Least number of perfect square numbers that sums upto n

You can simplify your solution to:

def numSquares(self,n):
    if(n == 0):
        return 0
    if(n == 1):
        return 1
    squares = self.findSquares(n)
    rows = len(squares)
    cols = n + 1
    mat = [n] * cols
    mat[0] = 0

    for s in squares:
        for j in range(s,cols):
            mat[j] = min(mat[j], 1 + mat[j - s])

    return mat[n]

This avoids using:

1. the self.min function
2. the division/modulus operation in the inner loop.
3. the 2d array

and is about twice as fast.

A bit late, but I believe this answer can help others as it did me.

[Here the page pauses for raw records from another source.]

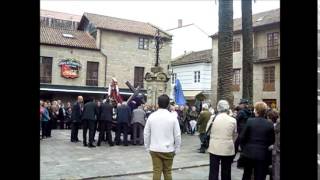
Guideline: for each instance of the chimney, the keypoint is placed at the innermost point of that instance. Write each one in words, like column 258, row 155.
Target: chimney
column 179, row 23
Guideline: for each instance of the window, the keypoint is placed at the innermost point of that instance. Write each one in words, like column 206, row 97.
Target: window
column 273, row 44
column 138, row 76
column 272, row 103
column 196, row 76
column 236, row 44
column 236, row 80
column 45, row 69
column 68, row 35
column 173, row 78
column 268, row 80
column 143, row 43
column 92, row 73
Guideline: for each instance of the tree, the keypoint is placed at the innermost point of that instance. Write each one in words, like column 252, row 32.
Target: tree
column 225, row 43
column 247, row 53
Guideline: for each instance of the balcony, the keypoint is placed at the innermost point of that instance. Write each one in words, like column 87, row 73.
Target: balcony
column 266, row 54
column 45, row 79
column 92, row 82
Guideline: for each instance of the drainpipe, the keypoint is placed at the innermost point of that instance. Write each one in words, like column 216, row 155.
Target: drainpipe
column 106, row 58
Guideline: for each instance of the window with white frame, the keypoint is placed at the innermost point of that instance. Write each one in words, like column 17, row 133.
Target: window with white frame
column 196, row 76
column 173, row 78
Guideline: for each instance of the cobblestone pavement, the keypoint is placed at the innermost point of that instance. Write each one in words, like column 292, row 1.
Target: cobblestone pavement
column 61, row 159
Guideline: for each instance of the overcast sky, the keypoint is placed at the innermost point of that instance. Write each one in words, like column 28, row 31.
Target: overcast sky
column 164, row 14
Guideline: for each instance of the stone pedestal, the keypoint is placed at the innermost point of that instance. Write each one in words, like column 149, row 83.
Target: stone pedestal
column 156, row 84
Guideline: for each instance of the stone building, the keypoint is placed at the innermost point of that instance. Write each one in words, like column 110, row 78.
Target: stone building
column 59, row 20
column 194, row 72
column 83, row 61
column 266, row 59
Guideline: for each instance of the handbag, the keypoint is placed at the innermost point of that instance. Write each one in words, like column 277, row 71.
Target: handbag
column 206, row 138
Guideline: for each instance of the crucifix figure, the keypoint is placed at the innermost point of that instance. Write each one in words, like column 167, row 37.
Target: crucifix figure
column 158, row 46
column 137, row 98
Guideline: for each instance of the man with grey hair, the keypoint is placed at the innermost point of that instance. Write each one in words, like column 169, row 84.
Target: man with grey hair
column 138, row 122
column 202, row 123
column 123, row 121
column 221, row 146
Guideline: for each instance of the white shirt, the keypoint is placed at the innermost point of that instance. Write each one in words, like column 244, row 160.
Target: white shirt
column 162, row 132
column 223, row 135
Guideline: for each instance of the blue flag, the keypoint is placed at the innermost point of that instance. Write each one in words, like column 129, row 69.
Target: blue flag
column 178, row 94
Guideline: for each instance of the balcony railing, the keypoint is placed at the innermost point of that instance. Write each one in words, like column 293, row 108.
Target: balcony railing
column 266, row 53
column 92, row 82
column 136, row 84
column 45, row 79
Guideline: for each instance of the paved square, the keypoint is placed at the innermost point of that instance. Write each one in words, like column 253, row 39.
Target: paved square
column 61, row 159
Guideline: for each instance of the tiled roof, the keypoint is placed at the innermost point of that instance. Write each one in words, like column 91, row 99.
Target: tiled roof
column 60, row 15
column 55, row 36
column 204, row 56
column 259, row 19
column 124, row 25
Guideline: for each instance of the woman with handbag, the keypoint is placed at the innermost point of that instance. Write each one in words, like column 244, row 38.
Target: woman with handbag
column 255, row 139
column 221, row 145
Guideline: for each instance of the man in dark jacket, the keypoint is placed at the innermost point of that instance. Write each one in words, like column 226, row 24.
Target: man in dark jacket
column 61, row 116
column 105, row 122
column 202, row 124
column 255, row 139
column 76, row 119
column 242, row 118
column 123, row 121
column 90, row 111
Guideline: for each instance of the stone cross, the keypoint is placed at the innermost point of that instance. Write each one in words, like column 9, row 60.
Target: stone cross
column 136, row 92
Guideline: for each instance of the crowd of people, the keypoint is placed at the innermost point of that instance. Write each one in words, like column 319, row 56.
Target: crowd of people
column 251, row 131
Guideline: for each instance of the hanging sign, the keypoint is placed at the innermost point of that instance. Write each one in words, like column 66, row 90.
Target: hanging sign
column 70, row 68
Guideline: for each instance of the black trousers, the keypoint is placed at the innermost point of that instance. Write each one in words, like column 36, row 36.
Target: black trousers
column 226, row 162
column 105, row 127
column 122, row 127
column 88, row 124
column 61, row 123
column 187, row 126
column 49, row 128
column 95, row 128
column 44, row 128
column 201, row 136
column 137, row 133
column 260, row 169
column 74, row 131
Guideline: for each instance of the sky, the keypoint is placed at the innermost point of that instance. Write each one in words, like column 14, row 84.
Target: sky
column 164, row 14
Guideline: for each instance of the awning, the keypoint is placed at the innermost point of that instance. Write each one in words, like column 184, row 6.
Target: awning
column 191, row 95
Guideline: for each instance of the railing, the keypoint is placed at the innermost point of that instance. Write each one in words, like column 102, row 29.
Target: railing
column 136, row 84
column 267, row 52
column 45, row 79
column 92, row 82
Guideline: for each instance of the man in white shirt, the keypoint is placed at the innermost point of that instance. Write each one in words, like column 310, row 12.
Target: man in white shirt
column 162, row 139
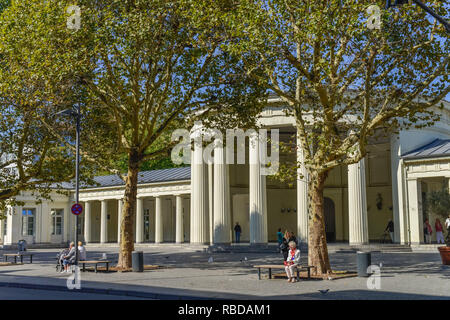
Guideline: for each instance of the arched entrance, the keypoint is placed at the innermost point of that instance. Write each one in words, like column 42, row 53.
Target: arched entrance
column 330, row 224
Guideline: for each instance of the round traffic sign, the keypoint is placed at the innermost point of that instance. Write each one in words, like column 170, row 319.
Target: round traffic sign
column 77, row 209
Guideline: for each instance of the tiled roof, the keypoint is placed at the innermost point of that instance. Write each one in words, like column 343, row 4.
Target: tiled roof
column 435, row 149
column 153, row 176
column 162, row 175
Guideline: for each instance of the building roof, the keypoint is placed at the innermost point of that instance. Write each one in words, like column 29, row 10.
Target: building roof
column 435, row 149
column 152, row 176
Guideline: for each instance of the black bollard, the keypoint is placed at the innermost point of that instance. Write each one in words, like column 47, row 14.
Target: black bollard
column 137, row 261
column 363, row 260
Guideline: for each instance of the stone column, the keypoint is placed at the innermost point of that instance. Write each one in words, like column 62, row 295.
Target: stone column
column 179, row 232
column 159, row 236
column 302, row 198
column 257, row 194
column 357, row 204
column 398, row 192
column 415, row 211
column 87, row 221
column 140, row 220
column 104, row 222
column 119, row 218
column 199, row 233
column 2, row 226
column 222, row 219
column 211, row 201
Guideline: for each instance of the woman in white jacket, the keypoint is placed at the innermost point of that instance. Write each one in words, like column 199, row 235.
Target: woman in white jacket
column 292, row 261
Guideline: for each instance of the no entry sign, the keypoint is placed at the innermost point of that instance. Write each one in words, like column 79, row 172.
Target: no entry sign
column 77, row 209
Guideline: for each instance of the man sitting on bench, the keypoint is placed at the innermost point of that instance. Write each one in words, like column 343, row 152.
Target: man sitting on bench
column 293, row 260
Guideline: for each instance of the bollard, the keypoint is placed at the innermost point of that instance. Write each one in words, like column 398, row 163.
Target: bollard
column 137, row 261
column 363, row 261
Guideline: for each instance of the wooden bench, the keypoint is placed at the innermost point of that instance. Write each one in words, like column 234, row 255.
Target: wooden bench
column 277, row 266
column 15, row 255
column 95, row 263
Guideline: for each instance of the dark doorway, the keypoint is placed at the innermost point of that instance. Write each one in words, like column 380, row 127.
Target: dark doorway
column 330, row 225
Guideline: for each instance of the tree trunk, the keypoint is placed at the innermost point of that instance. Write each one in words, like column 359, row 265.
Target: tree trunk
column 317, row 242
column 128, row 214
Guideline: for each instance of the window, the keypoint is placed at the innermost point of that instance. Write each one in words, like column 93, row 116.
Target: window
column 57, row 215
column 28, row 222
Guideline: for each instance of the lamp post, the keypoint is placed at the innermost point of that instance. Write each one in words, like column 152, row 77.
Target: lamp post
column 76, row 112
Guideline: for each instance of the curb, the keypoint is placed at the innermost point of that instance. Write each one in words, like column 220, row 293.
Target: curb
column 138, row 294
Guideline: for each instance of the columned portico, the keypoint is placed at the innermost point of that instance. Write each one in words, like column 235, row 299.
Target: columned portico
column 140, row 220
column 179, row 228
column 257, row 194
column 415, row 211
column 357, row 204
column 87, row 221
column 104, row 221
column 199, row 197
column 159, row 236
column 222, row 219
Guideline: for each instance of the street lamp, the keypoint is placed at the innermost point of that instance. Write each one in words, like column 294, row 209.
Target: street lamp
column 424, row 7
column 75, row 112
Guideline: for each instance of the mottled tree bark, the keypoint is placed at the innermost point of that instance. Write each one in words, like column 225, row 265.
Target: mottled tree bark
column 128, row 214
column 317, row 243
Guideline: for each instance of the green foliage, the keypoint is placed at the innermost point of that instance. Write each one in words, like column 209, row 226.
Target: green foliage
column 335, row 75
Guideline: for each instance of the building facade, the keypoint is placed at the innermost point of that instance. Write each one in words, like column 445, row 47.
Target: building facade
column 201, row 204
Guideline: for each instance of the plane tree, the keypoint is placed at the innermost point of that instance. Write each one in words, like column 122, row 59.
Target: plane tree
column 345, row 70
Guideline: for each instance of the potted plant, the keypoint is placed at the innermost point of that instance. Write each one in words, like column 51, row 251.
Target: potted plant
column 438, row 203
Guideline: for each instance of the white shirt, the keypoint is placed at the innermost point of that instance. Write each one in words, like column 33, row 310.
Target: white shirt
column 82, row 251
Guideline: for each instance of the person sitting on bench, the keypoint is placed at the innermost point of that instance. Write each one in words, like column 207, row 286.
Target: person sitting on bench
column 293, row 260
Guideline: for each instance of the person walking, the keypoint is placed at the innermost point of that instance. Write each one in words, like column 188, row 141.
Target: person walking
column 288, row 237
column 237, row 232
column 279, row 239
column 439, row 235
column 390, row 229
column 284, row 246
column 447, row 225
column 427, row 231
column 293, row 259
column 81, row 250
column 70, row 258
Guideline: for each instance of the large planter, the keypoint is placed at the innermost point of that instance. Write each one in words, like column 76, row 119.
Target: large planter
column 445, row 254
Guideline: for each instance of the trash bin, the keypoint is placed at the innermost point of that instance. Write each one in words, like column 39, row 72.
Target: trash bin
column 22, row 245
column 363, row 262
column 137, row 261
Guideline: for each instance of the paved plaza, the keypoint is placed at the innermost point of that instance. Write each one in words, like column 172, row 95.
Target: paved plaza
column 187, row 274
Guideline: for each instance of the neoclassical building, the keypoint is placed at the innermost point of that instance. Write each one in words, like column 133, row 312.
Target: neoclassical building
column 201, row 204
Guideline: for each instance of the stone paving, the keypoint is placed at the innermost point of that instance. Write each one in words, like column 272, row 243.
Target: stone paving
column 188, row 273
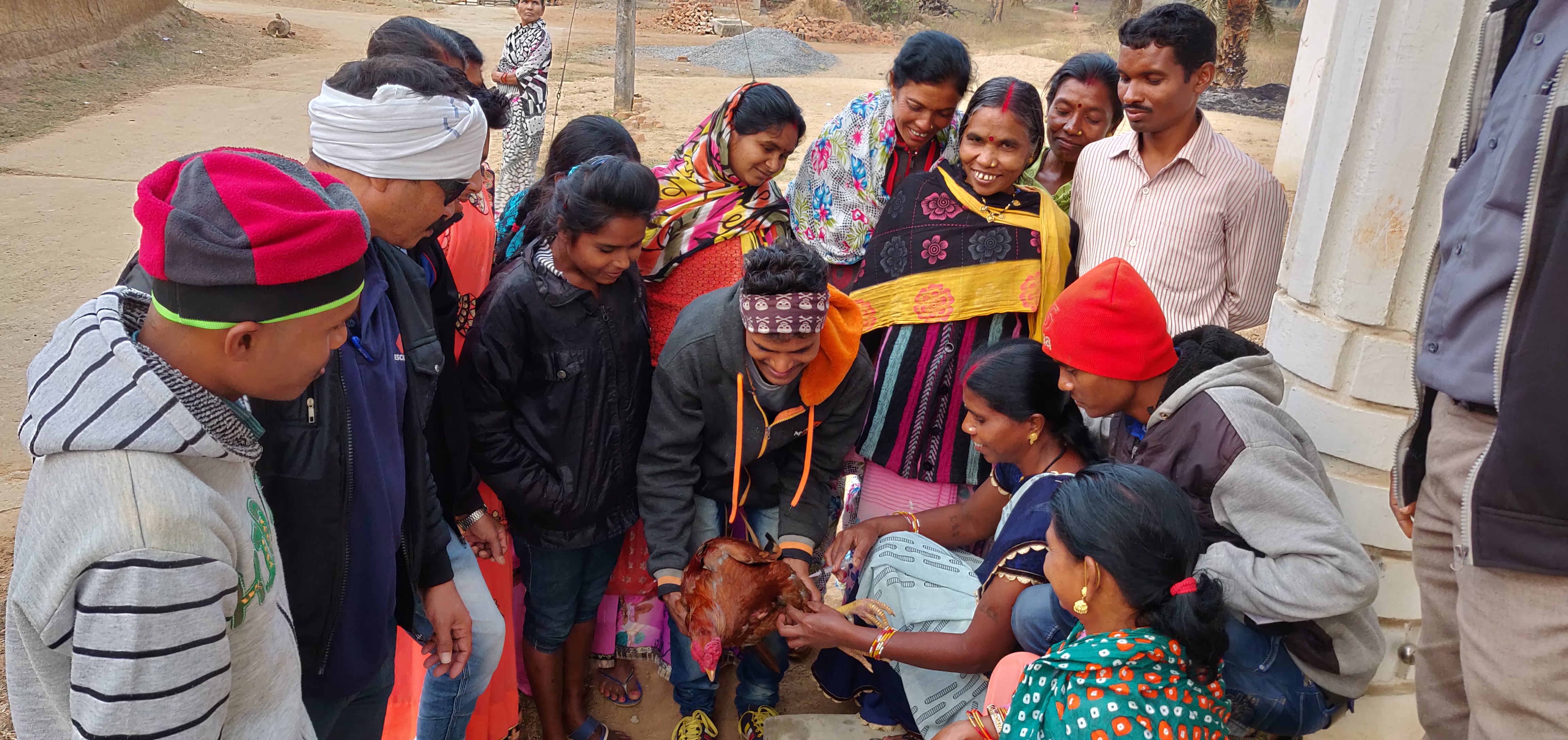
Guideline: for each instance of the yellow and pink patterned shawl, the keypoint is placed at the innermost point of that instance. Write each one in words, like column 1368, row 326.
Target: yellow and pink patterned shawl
column 703, row 203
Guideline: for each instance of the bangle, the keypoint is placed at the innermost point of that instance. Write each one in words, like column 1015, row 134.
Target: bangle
column 979, row 723
column 996, row 716
column 880, row 643
column 471, row 520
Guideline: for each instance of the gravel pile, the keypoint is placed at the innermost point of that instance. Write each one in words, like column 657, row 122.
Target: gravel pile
column 1266, row 101
column 772, row 54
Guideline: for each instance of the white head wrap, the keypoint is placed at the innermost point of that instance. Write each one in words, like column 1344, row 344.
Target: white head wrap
column 399, row 134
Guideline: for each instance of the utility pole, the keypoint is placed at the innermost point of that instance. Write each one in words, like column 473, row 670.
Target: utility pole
column 625, row 54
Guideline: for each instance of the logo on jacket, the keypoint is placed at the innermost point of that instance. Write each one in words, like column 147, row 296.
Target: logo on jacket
column 262, row 553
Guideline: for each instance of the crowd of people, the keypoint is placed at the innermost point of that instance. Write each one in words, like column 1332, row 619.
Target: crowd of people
column 979, row 366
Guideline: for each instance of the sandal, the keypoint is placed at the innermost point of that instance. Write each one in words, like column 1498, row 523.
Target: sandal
column 590, row 730
column 626, row 692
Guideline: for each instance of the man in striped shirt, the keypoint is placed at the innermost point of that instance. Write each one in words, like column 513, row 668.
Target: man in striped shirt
column 150, row 598
column 1202, row 222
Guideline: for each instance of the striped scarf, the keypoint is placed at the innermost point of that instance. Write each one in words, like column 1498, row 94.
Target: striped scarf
column 527, row 52
column 703, row 203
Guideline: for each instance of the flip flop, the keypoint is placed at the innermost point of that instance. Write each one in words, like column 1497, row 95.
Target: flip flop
column 626, row 692
column 590, row 730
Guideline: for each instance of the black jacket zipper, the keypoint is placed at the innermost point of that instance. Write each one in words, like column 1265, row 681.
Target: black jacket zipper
column 349, row 502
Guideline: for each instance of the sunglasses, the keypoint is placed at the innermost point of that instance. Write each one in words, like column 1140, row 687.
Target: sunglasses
column 452, row 189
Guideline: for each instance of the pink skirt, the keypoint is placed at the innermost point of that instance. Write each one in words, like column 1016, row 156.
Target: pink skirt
column 1006, row 678
column 885, row 491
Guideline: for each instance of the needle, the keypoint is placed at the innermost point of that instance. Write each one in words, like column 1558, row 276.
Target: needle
column 849, row 556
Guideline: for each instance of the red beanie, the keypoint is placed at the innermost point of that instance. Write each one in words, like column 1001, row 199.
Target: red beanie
column 1109, row 324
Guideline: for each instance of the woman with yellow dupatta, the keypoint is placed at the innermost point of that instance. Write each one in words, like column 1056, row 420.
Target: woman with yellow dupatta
column 717, row 201
column 962, row 259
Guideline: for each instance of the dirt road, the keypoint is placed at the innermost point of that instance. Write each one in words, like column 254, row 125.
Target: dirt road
column 68, row 228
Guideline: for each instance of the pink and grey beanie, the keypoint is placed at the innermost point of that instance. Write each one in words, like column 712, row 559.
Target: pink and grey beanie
column 245, row 236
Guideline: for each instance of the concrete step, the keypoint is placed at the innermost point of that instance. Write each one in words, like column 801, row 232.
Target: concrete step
column 822, row 726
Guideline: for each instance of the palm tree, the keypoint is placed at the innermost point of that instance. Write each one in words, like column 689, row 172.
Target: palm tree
column 1236, row 21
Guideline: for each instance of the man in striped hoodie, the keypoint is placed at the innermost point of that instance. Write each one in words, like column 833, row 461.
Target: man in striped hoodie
column 148, row 596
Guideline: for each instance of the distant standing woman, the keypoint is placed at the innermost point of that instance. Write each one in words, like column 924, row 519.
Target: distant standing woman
column 521, row 71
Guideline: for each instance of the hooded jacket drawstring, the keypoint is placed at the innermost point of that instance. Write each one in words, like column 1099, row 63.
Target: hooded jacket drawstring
column 741, row 436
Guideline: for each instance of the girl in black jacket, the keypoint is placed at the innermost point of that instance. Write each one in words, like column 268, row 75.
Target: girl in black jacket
column 557, row 396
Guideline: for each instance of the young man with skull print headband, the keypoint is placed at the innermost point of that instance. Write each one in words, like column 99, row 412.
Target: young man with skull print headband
column 760, row 394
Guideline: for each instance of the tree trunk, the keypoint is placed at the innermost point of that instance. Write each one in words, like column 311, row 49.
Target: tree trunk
column 1233, row 43
column 1123, row 10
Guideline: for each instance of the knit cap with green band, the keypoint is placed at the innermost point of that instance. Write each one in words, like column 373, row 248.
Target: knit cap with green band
column 236, row 236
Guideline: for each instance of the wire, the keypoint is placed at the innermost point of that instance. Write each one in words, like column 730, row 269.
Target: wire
column 746, row 43
column 567, row 55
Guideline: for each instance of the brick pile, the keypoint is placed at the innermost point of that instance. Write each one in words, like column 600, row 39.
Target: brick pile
column 689, row 16
column 639, row 120
column 839, row 32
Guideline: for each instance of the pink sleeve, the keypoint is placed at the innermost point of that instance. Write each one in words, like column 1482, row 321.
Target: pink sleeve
column 1006, row 678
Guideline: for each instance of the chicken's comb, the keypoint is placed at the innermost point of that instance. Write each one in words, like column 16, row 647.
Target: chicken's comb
column 713, row 651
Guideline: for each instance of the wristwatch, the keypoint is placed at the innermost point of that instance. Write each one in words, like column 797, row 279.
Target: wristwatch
column 471, row 520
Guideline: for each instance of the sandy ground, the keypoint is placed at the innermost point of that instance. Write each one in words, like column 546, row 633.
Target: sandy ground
column 68, row 228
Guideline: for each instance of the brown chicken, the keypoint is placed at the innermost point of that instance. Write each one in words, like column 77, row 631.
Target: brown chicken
column 734, row 593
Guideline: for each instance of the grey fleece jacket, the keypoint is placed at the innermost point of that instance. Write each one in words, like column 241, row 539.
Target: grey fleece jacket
column 1278, row 543
column 690, row 444
column 148, row 600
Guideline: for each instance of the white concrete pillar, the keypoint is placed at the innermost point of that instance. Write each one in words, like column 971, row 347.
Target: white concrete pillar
column 1382, row 90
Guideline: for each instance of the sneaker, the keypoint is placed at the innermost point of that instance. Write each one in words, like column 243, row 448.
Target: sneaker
column 695, row 726
column 752, row 722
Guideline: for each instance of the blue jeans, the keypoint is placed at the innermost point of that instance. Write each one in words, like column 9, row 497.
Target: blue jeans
column 565, row 589
column 760, row 686
column 447, row 703
column 1268, row 690
column 358, row 716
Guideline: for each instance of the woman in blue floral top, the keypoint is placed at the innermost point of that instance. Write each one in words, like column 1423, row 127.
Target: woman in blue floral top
column 954, row 610
column 1145, row 659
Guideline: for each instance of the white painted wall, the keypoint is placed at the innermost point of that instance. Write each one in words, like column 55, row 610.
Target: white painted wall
column 1374, row 117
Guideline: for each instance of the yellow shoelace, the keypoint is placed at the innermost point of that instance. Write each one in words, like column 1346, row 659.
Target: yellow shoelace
column 694, row 726
column 760, row 717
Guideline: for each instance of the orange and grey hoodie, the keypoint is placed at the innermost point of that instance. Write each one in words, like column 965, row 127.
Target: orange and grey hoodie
column 706, row 416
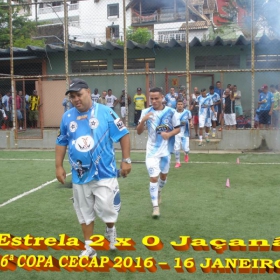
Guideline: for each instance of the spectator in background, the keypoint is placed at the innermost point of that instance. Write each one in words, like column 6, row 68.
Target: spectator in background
column 34, row 101
column 266, row 102
column 67, row 103
column 170, row 98
column 111, row 100
column 216, row 101
column 122, row 103
column 194, row 110
column 6, row 107
column 102, row 98
column 238, row 106
column 139, row 100
column 95, row 95
column 229, row 109
column 220, row 117
column 276, row 107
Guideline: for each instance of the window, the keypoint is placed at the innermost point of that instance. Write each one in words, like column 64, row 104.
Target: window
column 113, row 10
column 217, row 62
column 85, row 66
column 134, row 64
column 270, row 61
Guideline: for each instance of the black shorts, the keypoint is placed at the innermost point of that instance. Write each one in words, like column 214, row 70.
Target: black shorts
column 264, row 117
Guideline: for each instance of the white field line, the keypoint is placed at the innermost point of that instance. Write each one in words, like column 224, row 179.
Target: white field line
column 50, row 182
column 29, row 192
column 142, row 161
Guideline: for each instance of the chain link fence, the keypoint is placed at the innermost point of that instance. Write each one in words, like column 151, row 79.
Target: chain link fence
column 123, row 48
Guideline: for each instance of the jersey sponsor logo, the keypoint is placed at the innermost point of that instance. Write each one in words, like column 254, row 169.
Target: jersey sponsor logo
column 119, row 124
column 84, row 143
column 81, row 117
column 73, row 126
column 151, row 170
column 93, row 123
column 117, row 199
column 162, row 128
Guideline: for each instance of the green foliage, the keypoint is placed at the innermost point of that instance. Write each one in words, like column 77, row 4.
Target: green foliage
column 23, row 29
column 140, row 35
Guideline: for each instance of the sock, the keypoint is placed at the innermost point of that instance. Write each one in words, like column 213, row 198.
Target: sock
column 161, row 184
column 177, row 156
column 87, row 243
column 154, row 193
column 110, row 229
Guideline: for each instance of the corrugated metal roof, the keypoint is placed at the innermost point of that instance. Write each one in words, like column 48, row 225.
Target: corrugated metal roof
column 195, row 42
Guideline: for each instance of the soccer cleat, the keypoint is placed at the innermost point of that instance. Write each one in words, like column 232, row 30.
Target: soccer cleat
column 89, row 252
column 159, row 197
column 177, row 165
column 156, row 213
column 111, row 236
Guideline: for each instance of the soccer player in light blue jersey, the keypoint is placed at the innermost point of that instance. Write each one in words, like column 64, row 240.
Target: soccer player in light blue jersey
column 182, row 138
column 170, row 98
column 163, row 124
column 89, row 130
column 216, row 101
column 205, row 104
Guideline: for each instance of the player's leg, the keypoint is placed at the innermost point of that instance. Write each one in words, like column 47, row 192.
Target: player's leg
column 107, row 206
column 186, row 147
column 153, row 168
column 84, row 206
column 177, row 147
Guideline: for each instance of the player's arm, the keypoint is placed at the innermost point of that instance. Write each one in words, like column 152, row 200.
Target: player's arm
column 167, row 135
column 125, row 146
column 60, row 152
column 141, row 126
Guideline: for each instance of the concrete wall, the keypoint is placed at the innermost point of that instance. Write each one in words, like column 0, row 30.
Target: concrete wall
column 231, row 140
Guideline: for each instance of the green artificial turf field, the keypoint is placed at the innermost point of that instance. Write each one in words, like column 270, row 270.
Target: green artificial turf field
column 196, row 203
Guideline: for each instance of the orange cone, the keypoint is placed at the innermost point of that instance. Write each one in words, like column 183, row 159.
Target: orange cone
column 227, row 183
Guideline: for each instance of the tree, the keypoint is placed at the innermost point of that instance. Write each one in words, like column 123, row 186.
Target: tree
column 266, row 15
column 23, row 29
column 139, row 35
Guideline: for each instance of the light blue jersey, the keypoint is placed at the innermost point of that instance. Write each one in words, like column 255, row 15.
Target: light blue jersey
column 215, row 97
column 204, row 104
column 171, row 101
column 89, row 137
column 185, row 116
column 269, row 98
column 162, row 121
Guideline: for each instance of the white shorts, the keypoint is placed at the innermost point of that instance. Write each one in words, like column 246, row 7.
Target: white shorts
column 185, row 143
column 213, row 116
column 97, row 197
column 123, row 112
column 204, row 121
column 156, row 165
column 230, row 119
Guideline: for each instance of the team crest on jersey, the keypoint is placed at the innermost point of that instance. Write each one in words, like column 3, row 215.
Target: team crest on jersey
column 73, row 126
column 84, row 143
column 119, row 124
column 162, row 128
column 151, row 170
column 81, row 117
column 93, row 123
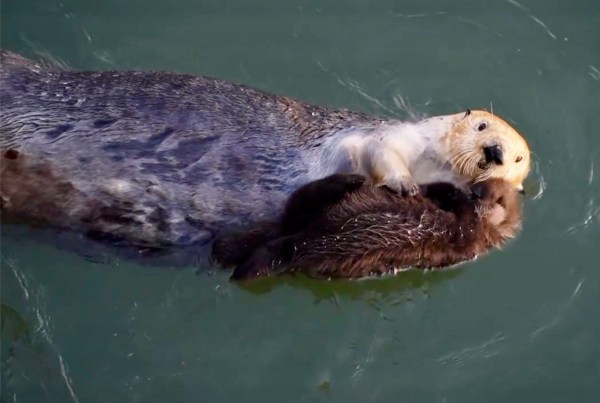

This below is the fastest solution possible with O(sqrt(n)) time complexity

It is based on Lagrange’s four-square theorem every natural number can be represented as the sum of four integer squares. So the answer set would be 1, 2, 3 or 4.

class Solution:
    def is_perfect(self, n):
        x = int(math.sqrt(n))
        return x * x == n

    def numSquares(self, n: int) -> int:
        if n < 4:
            return n

        if self.is_perfect(n):  # number is a perfect square
            return 1

        # the result is 4 if number = 4^k*(8*m + 7)
        while n & 3 == 0:  # while divisible by 4
            n >>= 2
        if n & 7 == 7:  # 8m+7 => last 3 digits = 111
            return 4

        x = int(math.sqrt(n))
        for i in range(1, x + 1):  # sum of 2 perfect squares
            if self.is_perfect(n - i * i):
                return 2

        return 3  # by elimination